The queen’s domination problem originated in the mid-19th century, formally proposed by C. F. de Jaenisch in 1862 as an extension of the non-attacking $n$ -queens puzzle introduced by Max Bezzel in 1848. It asks for the minimum number of queens needed to dominate an $n\times n$ chessboard: every cell must either contain a queen or be attacked by one. A detailed account of the two-dimensional problem, including the asymptotic result $\gamma(Q^{2}_{n})\leq\tfrac{69}{133}n+O(1)$ and values of $\gamma(Q^{2}_{n})$ for $n\leq 120$ , is given in [4]; see also [5, 3] for further results.
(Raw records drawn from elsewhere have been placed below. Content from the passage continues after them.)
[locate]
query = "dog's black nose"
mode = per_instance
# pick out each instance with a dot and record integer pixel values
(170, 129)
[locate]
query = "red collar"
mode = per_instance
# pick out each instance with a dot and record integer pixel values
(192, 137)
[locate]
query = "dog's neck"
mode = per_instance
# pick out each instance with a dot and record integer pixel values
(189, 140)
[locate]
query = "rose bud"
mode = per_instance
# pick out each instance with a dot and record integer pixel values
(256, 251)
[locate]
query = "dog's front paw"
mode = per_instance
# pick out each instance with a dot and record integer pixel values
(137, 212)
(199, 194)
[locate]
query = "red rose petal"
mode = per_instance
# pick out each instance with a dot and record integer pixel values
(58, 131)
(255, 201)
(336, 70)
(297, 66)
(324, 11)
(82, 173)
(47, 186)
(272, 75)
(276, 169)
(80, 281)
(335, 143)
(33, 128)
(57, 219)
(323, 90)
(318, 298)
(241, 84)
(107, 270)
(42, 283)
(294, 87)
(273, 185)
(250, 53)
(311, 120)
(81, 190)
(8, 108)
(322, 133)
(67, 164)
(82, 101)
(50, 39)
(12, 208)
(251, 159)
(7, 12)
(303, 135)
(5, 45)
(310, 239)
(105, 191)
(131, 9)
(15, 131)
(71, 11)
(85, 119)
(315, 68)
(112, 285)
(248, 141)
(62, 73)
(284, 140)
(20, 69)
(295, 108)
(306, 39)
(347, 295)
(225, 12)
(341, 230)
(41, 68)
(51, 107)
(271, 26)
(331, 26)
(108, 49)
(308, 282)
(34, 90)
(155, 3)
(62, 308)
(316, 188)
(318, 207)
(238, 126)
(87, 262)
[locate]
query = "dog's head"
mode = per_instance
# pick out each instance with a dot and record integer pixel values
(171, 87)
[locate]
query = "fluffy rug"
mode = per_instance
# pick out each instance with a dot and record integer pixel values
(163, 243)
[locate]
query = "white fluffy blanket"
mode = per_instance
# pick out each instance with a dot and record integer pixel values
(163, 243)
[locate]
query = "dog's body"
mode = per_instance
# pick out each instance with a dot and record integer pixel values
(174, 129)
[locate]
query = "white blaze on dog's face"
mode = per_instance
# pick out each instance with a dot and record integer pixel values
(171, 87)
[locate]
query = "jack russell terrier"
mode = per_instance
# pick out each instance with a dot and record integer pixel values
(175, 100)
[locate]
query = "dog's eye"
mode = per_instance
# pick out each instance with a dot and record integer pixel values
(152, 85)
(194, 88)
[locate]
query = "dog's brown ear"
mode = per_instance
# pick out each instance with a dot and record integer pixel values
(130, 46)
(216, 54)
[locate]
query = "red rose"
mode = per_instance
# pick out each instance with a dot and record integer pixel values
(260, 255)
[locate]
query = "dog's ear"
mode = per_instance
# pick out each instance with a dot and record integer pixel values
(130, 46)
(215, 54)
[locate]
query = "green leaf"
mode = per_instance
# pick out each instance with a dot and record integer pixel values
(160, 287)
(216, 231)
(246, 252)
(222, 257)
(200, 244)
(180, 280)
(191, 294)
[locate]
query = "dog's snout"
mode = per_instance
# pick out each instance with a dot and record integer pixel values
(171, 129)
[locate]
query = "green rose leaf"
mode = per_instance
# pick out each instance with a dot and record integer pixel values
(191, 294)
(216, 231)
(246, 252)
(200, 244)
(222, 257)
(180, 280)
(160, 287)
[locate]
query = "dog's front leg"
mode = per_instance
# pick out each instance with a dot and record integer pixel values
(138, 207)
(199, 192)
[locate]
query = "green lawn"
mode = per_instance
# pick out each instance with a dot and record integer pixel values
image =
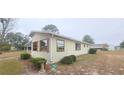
(10, 67)
(87, 58)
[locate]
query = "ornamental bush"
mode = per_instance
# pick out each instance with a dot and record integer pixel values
(92, 51)
(37, 62)
(73, 57)
(25, 56)
(67, 60)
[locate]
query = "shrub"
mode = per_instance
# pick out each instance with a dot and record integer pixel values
(67, 60)
(73, 57)
(92, 51)
(5, 47)
(25, 56)
(104, 49)
(37, 62)
(0, 52)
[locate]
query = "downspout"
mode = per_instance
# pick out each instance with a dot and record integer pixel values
(51, 55)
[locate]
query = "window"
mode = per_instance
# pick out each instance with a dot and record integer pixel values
(77, 46)
(44, 45)
(60, 45)
(35, 46)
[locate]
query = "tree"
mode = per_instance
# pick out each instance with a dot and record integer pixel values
(122, 44)
(6, 25)
(18, 40)
(51, 28)
(88, 39)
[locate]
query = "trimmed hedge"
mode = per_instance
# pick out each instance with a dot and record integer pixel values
(73, 57)
(37, 62)
(0, 53)
(68, 59)
(92, 51)
(25, 56)
(5, 47)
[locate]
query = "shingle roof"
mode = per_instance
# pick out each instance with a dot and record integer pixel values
(58, 35)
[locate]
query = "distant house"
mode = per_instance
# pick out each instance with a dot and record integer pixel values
(54, 47)
(27, 46)
(100, 46)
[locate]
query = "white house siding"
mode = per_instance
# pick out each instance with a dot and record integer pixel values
(38, 37)
(69, 49)
(54, 56)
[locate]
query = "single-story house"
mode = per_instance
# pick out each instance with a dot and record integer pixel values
(54, 47)
(119, 48)
(100, 46)
(27, 46)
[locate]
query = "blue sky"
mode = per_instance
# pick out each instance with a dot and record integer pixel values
(101, 30)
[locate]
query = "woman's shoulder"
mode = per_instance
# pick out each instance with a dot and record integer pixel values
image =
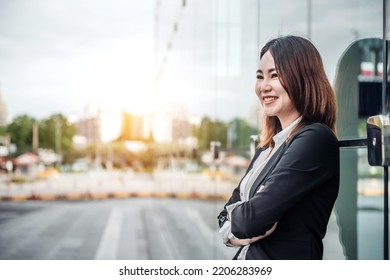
(317, 131)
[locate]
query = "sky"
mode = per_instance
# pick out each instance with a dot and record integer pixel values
(63, 55)
(59, 56)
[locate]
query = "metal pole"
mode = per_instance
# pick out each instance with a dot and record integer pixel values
(386, 168)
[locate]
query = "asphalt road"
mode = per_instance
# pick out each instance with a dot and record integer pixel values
(133, 228)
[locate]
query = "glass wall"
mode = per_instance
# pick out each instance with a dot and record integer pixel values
(211, 49)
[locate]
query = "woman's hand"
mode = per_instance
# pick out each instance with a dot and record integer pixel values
(244, 242)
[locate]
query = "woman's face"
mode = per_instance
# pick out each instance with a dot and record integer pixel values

Chessboard domination problems more broadly are surveyed in [2].

The three-dimensional analogue is defined as follows. Let $Q^{3}_{n}$ denote the graph whose vertex set is $[n]^{3}:=\{0,1,\ldots,n-1\}^{3}$ and in which two distinct vertices are adjacent if one can be reached from the other by a 3D queen move. A 3D queen move proceeds any number of steps along one of the 13 undirected line families through a cell:

•

3 axis-parallel directions (along $x$ , $y$ , or $z$ );
•

6 face-diagonal directions ( $(\pm 1,\pm 1,0)$ , $(\pm 1,0,\pm 1)$ , $(0,\pm 1,\pm 1)$ up to sign);
•

4 space-diagonal directions ( $(\pm 1,\pm 1,\pm 1)$ up to sign).

The closed neighbourhood of $v$ is $N[v]=\{v\}\cup\{w:w\sim v\}$ . A set $S\subseteq[n]^{3}$ is a dominating set if $\bigcup_{v\in S}N[v]=[n]^{3}$ , and $\gamma(Q^{3}_{n})$ denotes its minimum cardinality. The maximum degree of any vertex is $13(n-1)$ , so the maximum closed-neighbourhood size is $13n-12$ .

The higher-dimensional queen problem was introduced by Barr and Rao [1], who established the first lower bound for domination in $d$ -dimensional queen graphs and showed that $n$ queens do not always suffice to dominate an $n^{d}$ -cell board when $d\geq 3$ .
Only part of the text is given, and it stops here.